I pay 10 Euros, show my passport and follow her on her bike past campervans and caravans. We pass a shipping container which has been converted into toilets and right behind the container she points to a patch of dusty ground.

“Scheisse,” I mutter as I pitch my tent.

Of course, being by the toilet at a busy municipal campsite does mean a lot of people coming and going. I just hoped that, through the night, no one popped into my tent for a scheisse.

Monday, 21st May, 2018

Wolfsburg to Hornburg, 64 miles

Up early, I headed over to the VW factory to look at their two twenty story glass buildings for new cars awaiting collection. The idea being as a proud owner of a VW you could come and watch a robot lift collect your car from one of the storage spots. A bit of a gimmick with a high percentage of empty spots from my view point.

The town too was empty and the supermarkets were shut also. My special trip to Wolfsburg had coincided with the second Monday of Whitsun and of course for Bumble it was closed.

There was a train running though back to the point that I had detoured from the ICT which gave me a great view of the VW factory.

Wolfsburg Station and VW Plant

The station that I got off at was quiet and the day took me along more border patrol paths, and museum piece guard towers and fences. In the late afternoon I arrived at the Marienborn Memorial. With an hour to closing and free entry I entered this large compound which was once a border crossing point.

The main traffic flow ran into Berlin. If, like me, you thought that the East West divide ran down the middle of Germany right through Berlin you’re about to have a ‘bullet’ moment.

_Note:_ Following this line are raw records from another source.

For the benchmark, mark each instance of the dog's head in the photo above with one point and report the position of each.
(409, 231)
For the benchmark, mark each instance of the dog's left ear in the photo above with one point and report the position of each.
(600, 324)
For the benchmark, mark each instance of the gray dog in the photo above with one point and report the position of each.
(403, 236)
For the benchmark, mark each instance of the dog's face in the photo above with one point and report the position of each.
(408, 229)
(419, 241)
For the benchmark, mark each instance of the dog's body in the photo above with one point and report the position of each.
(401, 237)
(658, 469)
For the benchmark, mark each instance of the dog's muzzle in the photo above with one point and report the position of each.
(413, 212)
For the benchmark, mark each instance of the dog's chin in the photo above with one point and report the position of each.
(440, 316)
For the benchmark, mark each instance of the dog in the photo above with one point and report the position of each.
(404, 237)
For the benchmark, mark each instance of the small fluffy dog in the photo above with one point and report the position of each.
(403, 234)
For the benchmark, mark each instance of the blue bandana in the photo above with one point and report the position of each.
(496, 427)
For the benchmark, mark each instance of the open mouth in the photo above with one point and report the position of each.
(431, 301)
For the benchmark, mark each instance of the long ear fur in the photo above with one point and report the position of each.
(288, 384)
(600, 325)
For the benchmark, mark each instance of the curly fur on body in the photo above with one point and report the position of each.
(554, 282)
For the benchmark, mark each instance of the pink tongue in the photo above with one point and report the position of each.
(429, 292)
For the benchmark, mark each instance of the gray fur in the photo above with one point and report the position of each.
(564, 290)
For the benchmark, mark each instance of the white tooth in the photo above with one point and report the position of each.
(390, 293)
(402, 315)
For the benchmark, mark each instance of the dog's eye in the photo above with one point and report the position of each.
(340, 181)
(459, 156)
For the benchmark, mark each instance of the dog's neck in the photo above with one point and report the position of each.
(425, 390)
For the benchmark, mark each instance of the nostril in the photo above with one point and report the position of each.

Berlin is geographically set way in the East of the country and was divided between the Allies into four sections: USA, Russia, UK and France. This, ultimately, created East and West Berlin which was a model, if you like, for the whole country. The German - German divide is much further to the West.

The border crossing point allowed the passing of Western traffic into Berlin. It also became a smuggling route and the 1,000 GDR employees processing 35 million people during the years '85 to '89 had a hell of a time looking for contraband and escapees.

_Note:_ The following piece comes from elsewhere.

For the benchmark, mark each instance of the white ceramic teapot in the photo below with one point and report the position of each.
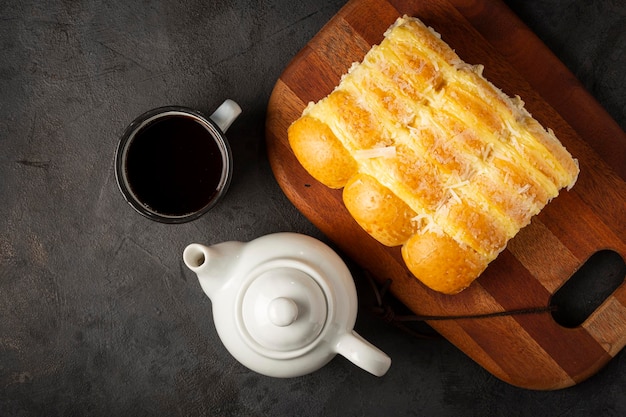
(283, 304)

In one of the portacabin offices there was a recreation of a cavity search, in another a cabinet of contraband goods: chocolate, cigarettes, a Sony Walkman and wait - a Depeche Mode cassette tape.

Depeche Mode (who are they?)

I remember Michal the campsite owner from Poland talking about a band called Depeche Mode. I hadn’t heard of them but I remembered my promise to Michal to listen to them on Spotify. I plugged in and switched on their greatest hits and continued with my tour.

There were interrogation rooms, car stripping rooms and vehicle inspection pits, but by the time I had discovered that People were People, that I should Reach out and Touch Faith and get my own Personal Jesus it was time to mount Mrs F and get the funk on.

The villages and country-side began to take on a different feel. Gentle hills and breezes brought field of wind farms and entered Hornburg, my first German Gingerbread village.

I camped on the other side of the town late in the evening and looked upon distant hills and The Brocken, the highest peak of the Harz mountain range.